Digital dominates the “Art of Design” panel

Rachel Vaisman, Dee Ocleppo Hilfiger, Michael Bruno, Veronica Swanson Beard and Veronica Miele Beard. Photograph by Kathleen Godbold. Courtesy Moffly Media.

Michael Bruno — the self-styled “serial entrepreneur” behind 1stdibs, Tuxedo Hudson Co., Housepad App and Art-Design-Carta — collects animals, as objects.

“I have all these animals all over the place in our house,” said the Larchmont native of his Tuxedo Park home.

Dee Ocleppo Hilfiger — co-owner, creative director and global ambassador of Judith Leiber and wife of Tommy — collects vintage clothes. (And added that the ’80s are back so get out your shoulder pads.)

Veronica Swanson Beard — who with her sister-in-law Veronica Miele Beard is the designer and co-founder of, yes, the Veronica Beard fashion brand — is a self-confessed “hoarder with a very extensive collection of small vases for all my flowers. I can’t buy enough.”

For Rachel Vaisman — senior director at The RealReal luxury consignment website — collecting is all about “small dinosaurs and Disney princesses.” (She has three children under the age of 5.)

That brought back memories for new media entrepreneur Lesley Jane Seymour, founder of “My kids had 1,000 beheaded Barbies. I feel your pain.”

All joking aside, the witty panelists for the Bruce Museum’s fourth annual “Art of Design” fundraiser, held March 2 at Greenwich County Club, along with moderator Seymour, shed light on a variety of personal collections, inspirations and experiences. But one thing they all agreed on was the 800-pound digital gorilla in the room. (Indeed the panel might’ve been called the “Art of the Web.”) Today, it’s all about the net and, particularly, Instagram, the photo-sharing app whose growth has outpaced that of its parent company, Facebook.

“I’m fascinated by Instagram,” said Hilfiger, who’ll be redoing the Judith Leiber website. “I’m focusing on the new techniques, because everything’s moving so quickly that you have to try if not get ahead then at least stay with (technology).

“Apple inspires me a lot.
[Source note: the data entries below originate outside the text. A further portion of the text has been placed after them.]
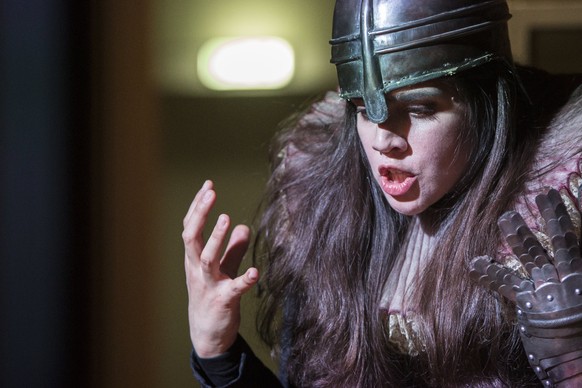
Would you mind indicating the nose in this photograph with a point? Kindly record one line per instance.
(388, 141)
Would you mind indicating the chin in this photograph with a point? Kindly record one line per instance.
(408, 208)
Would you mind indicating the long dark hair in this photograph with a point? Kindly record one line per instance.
(328, 240)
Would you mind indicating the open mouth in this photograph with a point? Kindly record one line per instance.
(396, 182)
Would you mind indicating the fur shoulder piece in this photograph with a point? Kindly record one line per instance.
(557, 165)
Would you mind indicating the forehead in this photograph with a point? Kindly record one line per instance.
(442, 88)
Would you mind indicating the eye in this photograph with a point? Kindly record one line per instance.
(361, 110)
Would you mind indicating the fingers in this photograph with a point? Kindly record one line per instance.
(245, 282)
(210, 255)
(195, 221)
(235, 250)
(205, 187)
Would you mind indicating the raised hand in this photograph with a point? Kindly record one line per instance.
(549, 302)
(214, 290)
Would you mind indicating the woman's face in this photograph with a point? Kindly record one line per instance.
(415, 155)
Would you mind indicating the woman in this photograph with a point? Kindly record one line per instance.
(377, 205)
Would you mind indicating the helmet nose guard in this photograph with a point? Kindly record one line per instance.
(381, 45)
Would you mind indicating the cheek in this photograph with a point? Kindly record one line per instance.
(366, 138)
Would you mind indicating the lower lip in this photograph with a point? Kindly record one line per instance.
(396, 188)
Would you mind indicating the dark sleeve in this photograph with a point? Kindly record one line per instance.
(238, 367)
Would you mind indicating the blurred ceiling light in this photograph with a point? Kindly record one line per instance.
(246, 63)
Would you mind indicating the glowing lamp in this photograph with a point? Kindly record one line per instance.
(246, 63)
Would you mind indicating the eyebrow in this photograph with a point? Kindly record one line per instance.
(417, 94)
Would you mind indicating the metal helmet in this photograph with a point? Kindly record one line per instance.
(382, 45)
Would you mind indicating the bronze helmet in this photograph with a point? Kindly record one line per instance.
(382, 45)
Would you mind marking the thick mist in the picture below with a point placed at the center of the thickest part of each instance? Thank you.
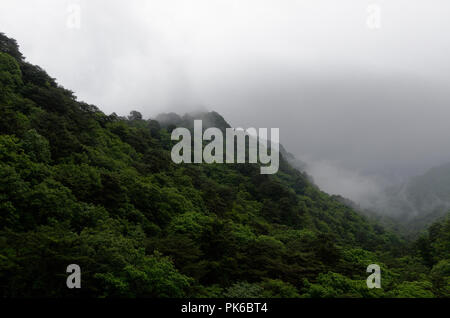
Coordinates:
(359, 89)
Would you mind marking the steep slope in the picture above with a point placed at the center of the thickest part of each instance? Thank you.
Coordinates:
(419, 201)
(81, 187)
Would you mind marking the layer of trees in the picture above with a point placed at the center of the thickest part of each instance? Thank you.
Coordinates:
(81, 187)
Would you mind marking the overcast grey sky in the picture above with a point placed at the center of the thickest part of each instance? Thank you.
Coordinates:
(353, 97)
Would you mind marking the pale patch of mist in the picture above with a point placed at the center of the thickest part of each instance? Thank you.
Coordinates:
(364, 190)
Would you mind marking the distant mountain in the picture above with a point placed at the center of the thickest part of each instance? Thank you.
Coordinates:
(101, 191)
(419, 201)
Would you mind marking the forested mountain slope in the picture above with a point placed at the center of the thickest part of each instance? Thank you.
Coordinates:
(81, 187)
(419, 201)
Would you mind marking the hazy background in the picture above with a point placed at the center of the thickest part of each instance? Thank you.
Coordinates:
(362, 97)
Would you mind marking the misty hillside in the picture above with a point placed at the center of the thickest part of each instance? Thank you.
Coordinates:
(419, 201)
(82, 187)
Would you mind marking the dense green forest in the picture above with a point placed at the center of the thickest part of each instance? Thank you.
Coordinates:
(82, 187)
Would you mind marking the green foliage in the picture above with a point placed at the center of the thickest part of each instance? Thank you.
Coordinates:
(81, 187)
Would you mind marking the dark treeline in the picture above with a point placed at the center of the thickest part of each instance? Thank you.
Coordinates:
(81, 187)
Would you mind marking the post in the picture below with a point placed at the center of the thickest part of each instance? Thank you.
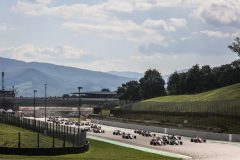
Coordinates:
(73, 136)
(64, 138)
(38, 139)
(34, 107)
(53, 140)
(19, 140)
(45, 104)
(79, 104)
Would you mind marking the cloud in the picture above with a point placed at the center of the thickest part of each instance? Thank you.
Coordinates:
(170, 26)
(41, 7)
(196, 44)
(215, 34)
(220, 12)
(4, 27)
(121, 29)
(80, 11)
(30, 52)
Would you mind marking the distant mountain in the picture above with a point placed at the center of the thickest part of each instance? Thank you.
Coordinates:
(60, 79)
(134, 75)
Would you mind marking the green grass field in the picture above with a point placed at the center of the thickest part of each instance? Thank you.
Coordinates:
(98, 150)
(226, 93)
(222, 100)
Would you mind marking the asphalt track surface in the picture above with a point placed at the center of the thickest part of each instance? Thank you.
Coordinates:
(211, 150)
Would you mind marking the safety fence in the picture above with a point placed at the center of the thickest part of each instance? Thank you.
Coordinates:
(46, 138)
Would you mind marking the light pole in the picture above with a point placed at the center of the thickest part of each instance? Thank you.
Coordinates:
(34, 107)
(45, 104)
(79, 104)
(34, 104)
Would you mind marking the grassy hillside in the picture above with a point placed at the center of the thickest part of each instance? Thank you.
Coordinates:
(226, 93)
(98, 150)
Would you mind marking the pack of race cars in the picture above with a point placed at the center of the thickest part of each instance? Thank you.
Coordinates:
(156, 140)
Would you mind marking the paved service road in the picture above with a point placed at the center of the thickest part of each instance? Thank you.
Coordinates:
(212, 150)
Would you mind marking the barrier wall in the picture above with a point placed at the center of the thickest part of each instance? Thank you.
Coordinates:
(44, 151)
(180, 132)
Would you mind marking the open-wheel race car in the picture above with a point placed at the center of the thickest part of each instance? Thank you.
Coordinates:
(172, 140)
(98, 130)
(117, 132)
(138, 131)
(95, 126)
(198, 140)
(147, 134)
(88, 129)
(157, 141)
(128, 136)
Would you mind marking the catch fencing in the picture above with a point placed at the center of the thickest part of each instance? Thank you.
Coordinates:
(46, 136)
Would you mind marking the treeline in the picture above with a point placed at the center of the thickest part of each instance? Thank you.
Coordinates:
(149, 86)
(197, 80)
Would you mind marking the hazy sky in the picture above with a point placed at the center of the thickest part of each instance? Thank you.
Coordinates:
(122, 35)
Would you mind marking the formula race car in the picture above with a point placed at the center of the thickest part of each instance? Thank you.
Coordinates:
(146, 134)
(198, 140)
(138, 131)
(88, 129)
(95, 126)
(157, 141)
(98, 130)
(172, 140)
(128, 136)
(117, 132)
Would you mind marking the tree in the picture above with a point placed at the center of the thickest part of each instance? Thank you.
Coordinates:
(122, 92)
(173, 84)
(65, 96)
(133, 91)
(130, 91)
(235, 47)
(105, 90)
(152, 84)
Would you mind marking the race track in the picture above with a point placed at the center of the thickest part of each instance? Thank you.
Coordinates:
(212, 150)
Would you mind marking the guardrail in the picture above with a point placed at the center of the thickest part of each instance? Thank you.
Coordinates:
(73, 140)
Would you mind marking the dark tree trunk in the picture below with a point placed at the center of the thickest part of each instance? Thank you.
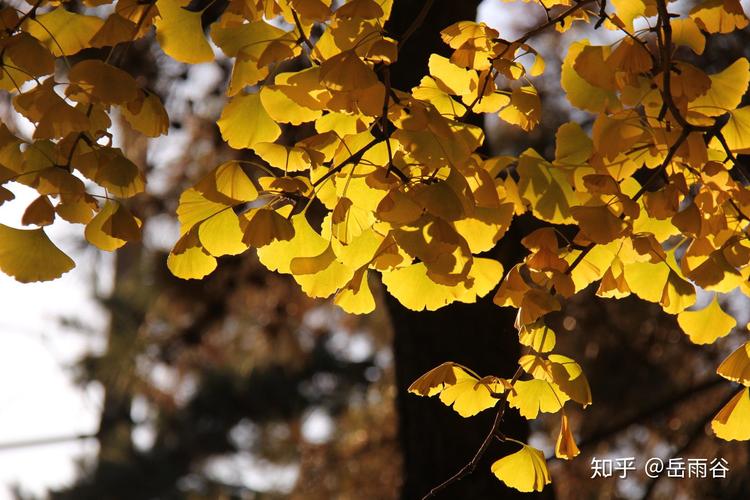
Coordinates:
(436, 441)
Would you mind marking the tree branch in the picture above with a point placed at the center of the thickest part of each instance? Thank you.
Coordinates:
(414, 26)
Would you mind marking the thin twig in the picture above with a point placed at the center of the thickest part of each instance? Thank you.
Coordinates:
(469, 468)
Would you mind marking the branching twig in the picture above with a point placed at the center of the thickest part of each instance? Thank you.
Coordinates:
(469, 468)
Steve Jobs made the computer sexy. He convinced everyone that they needed a laptop and a cell phone.”

Such sexiness has translated, of course, into eyeballs and dollars. For the last Tommy Hilfiger show, Dee said, they used It Girl Gigi Hadid — who has 26 million Instagram followers — as the main model. That’s worth more than all the advertising in the fashion magazines combined, she added.

Such thoughts are a stab to the heart of Seymour, the onetime editor-in-chief of virtually every women’s magazine (More, Marie Claire, Redbook and YM). She was also beauty director of Glamour and senior editor at Vogue. 
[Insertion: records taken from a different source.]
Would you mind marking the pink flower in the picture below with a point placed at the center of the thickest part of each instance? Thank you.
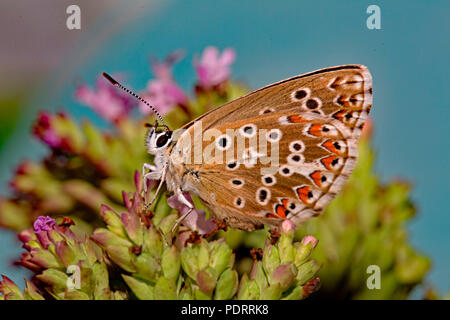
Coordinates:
(108, 101)
(287, 226)
(44, 130)
(196, 220)
(213, 68)
(310, 239)
(162, 92)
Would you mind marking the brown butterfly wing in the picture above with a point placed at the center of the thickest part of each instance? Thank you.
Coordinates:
(318, 118)
(343, 92)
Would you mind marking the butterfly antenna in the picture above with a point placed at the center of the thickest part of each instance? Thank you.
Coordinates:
(117, 84)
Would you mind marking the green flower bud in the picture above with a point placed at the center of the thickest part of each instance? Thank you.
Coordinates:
(101, 280)
(105, 238)
(122, 257)
(167, 223)
(283, 276)
(31, 292)
(112, 220)
(170, 263)
(165, 289)
(271, 258)
(57, 279)
(248, 289)
(295, 294)
(142, 290)
(306, 271)
(153, 242)
(226, 285)
(189, 262)
(207, 279)
(76, 295)
(273, 292)
(221, 256)
(45, 259)
(10, 290)
(202, 254)
(148, 266)
(258, 274)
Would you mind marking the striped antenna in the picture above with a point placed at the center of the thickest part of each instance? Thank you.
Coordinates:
(117, 84)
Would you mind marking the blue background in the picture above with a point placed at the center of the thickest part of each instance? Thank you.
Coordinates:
(408, 59)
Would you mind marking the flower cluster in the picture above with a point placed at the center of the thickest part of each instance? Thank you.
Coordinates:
(152, 262)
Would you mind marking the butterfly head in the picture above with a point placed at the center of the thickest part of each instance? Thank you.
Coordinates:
(157, 139)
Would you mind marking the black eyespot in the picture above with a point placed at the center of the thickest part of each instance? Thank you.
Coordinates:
(312, 104)
(262, 195)
(337, 145)
(162, 140)
(232, 165)
(300, 94)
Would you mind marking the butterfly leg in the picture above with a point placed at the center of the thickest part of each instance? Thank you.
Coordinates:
(183, 199)
(146, 175)
(156, 175)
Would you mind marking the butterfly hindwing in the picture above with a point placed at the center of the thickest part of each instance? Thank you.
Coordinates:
(314, 119)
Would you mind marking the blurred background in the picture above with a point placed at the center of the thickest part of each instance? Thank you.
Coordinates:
(41, 63)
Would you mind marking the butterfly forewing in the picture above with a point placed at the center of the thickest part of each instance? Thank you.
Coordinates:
(314, 119)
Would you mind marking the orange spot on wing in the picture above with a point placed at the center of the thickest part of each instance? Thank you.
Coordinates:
(303, 193)
(296, 119)
(329, 145)
(339, 115)
(315, 129)
(328, 161)
(316, 176)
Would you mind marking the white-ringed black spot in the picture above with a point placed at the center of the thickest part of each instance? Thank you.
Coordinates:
(312, 104)
(223, 142)
(239, 202)
(263, 195)
(296, 146)
(248, 130)
(274, 135)
(268, 180)
(337, 145)
(285, 171)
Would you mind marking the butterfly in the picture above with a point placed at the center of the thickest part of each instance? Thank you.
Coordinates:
(315, 121)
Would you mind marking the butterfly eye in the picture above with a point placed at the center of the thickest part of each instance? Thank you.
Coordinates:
(162, 139)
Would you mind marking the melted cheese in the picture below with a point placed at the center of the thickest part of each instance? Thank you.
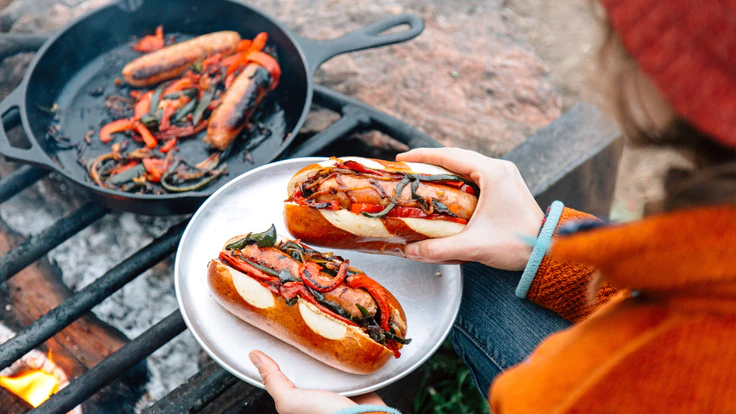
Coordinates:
(434, 228)
(251, 291)
(365, 161)
(320, 323)
(357, 224)
(420, 168)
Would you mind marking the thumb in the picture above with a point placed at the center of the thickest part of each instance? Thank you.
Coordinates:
(437, 250)
(276, 383)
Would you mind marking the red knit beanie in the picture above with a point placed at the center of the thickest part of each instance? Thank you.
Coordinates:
(688, 48)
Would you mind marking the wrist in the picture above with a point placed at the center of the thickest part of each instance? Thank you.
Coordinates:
(540, 248)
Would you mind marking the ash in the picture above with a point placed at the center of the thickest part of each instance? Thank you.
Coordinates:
(138, 305)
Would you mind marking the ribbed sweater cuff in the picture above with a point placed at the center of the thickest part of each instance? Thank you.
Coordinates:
(540, 248)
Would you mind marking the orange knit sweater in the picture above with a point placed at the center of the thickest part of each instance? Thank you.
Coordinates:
(666, 347)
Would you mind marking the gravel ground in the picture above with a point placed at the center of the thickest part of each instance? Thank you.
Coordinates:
(566, 36)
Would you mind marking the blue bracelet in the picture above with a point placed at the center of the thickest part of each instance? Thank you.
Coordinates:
(540, 248)
(367, 408)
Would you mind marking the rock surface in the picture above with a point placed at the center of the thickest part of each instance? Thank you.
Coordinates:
(469, 80)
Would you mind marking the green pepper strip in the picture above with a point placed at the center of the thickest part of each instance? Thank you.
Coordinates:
(185, 110)
(202, 106)
(263, 239)
(394, 201)
(195, 186)
(447, 177)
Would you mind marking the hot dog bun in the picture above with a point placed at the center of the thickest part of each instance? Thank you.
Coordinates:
(303, 325)
(343, 229)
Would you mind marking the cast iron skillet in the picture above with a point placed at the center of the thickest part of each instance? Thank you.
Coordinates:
(91, 52)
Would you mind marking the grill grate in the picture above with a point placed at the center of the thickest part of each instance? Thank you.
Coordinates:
(205, 386)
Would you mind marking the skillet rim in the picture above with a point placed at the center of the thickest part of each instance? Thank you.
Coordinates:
(115, 195)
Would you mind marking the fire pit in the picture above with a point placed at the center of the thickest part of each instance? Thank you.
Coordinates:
(488, 95)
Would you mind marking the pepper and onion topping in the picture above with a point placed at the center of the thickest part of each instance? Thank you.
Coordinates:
(309, 287)
(308, 193)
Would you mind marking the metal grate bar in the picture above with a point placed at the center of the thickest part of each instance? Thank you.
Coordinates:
(199, 390)
(60, 317)
(113, 366)
(40, 244)
(20, 179)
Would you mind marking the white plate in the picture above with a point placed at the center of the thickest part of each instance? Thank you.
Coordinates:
(252, 202)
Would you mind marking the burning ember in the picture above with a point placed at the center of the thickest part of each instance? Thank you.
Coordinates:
(34, 387)
(35, 377)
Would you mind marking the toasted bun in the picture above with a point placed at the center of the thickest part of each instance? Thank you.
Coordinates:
(302, 325)
(396, 310)
(404, 167)
(342, 229)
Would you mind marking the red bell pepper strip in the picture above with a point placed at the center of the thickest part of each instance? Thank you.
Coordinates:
(143, 106)
(181, 132)
(168, 112)
(259, 42)
(358, 167)
(168, 146)
(151, 43)
(229, 80)
(106, 133)
(232, 59)
(310, 269)
(146, 135)
(244, 45)
(290, 290)
(213, 60)
(245, 267)
(269, 63)
(358, 208)
(214, 103)
(377, 291)
(120, 168)
(155, 169)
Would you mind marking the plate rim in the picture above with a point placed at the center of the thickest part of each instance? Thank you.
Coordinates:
(202, 343)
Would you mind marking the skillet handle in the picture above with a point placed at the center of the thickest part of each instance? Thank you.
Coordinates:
(10, 113)
(319, 51)
(14, 43)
“It’s heartbreaking but the sad truth is print is too expensive,” she said. “It’s all about advertising. Once the advertisers realized they no longer had to go through the door and kiss the butts of editors, they abandoned ship.”
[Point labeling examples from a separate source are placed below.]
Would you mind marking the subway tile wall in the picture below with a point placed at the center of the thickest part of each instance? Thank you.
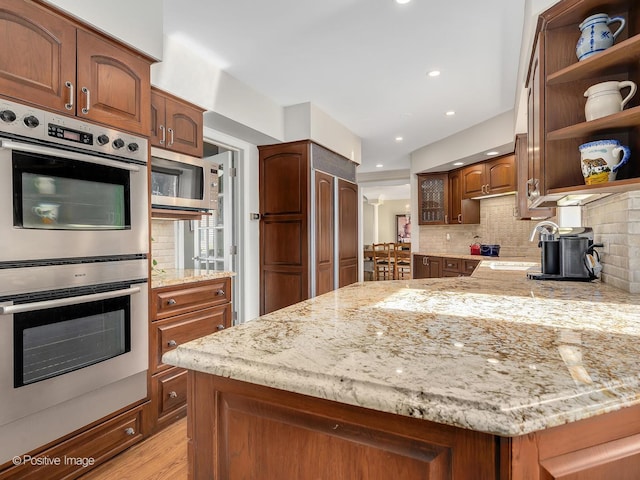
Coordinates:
(498, 225)
(616, 223)
(163, 244)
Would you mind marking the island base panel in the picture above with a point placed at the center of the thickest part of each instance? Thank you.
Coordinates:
(239, 430)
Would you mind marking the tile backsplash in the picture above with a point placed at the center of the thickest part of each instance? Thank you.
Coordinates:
(616, 224)
(498, 225)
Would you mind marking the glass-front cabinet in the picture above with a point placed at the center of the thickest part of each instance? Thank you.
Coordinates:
(433, 198)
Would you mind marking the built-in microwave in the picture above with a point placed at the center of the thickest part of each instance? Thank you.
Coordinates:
(183, 182)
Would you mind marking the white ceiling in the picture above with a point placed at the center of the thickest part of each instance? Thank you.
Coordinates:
(365, 62)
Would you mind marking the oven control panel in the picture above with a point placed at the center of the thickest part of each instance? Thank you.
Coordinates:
(40, 125)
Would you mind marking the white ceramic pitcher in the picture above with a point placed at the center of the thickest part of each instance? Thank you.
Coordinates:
(596, 36)
(604, 98)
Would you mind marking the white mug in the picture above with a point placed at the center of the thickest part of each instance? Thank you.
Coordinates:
(600, 160)
(604, 98)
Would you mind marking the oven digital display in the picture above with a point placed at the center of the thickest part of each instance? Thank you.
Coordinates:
(64, 133)
(71, 135)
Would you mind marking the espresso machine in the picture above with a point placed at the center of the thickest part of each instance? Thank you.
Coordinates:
(566, 253)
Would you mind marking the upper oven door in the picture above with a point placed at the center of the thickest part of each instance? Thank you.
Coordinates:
(68, 204)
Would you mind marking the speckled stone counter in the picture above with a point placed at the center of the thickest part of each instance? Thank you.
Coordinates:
(493, 352)
(171, 277)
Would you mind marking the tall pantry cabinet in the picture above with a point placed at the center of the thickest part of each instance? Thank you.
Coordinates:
(308, 223)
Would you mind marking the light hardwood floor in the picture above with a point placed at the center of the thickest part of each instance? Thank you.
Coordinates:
(160, 457)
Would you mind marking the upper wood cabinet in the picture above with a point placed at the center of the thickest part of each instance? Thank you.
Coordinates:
(49, 61)
(489, 178)
(522, 201)
(556, 85)
(433, 198)
(176, 124)
(461, 210)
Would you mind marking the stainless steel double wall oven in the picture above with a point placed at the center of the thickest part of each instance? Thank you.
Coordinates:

But the digital relationship to the modern world is a complex one. We live in a visual culture but not necessarily a visually literate one that can “read” the paintings that make up the ravishing Alfred Sisley exhibit at the Bruce, for instance. There is a vast deal of difference between seeing an artwork online and discovering it in an art catalog or in the flesh — murmured some of the 200 attendees. (Peter C. Sutton, the Bruce’s Susan E. Lynch executive director, described the audience as a “voluble group.”)

Then, too, in an age that is all about “telling it like it is,” reality TV and the search for the authentic — about half the audience raised their hands when asked if they’d rather have an experience instead of stuff — the internet offers only a virtual experience.

“Women want to go to a store and they want to touch the product,” says Veronica S. Beard, whose Veronica Beard brand exists as a brick-and-mortar Madison Avenue shop as well as an online business.

“And we get to see them come in,” said Veronica M. Beard, who collects “wacko world trips.” “We want to know all about them,” Veronica S. added.

That need for a personal relationship may be one reason that Bruno said:  “There’s a lot of luxury online but it’s not making money. Venture capitalists aren’t interested, and raising money is difficult. You have to spend a lot of money to get customers.” He pointed to Nasty Gal, the millennially-minded e-commerce site that filed for bankruptcy in November while it restructures.

The RealReal is, however, an example of luxury online that is working. But then, the self-styled “largest authenticated consignment website” has 50 managers picking up more than 40,000 luxe items each month from private consignors. The personal touch is important.

So while Bruno has the trade-exclusive site Art-Design-Carta, he’s also creating The Gateway to The Hudson Valley, a project along the Route 17 Corridor between Sloatsburg and Tuxedo that includes two boutique hotels devoted to cycling and hiking respectively and eateries in which students from The Culinary Institute of America will work alongside Tuxedo Hudson Co. chefs.

Said Bruno: “It’s all about creating an experience.”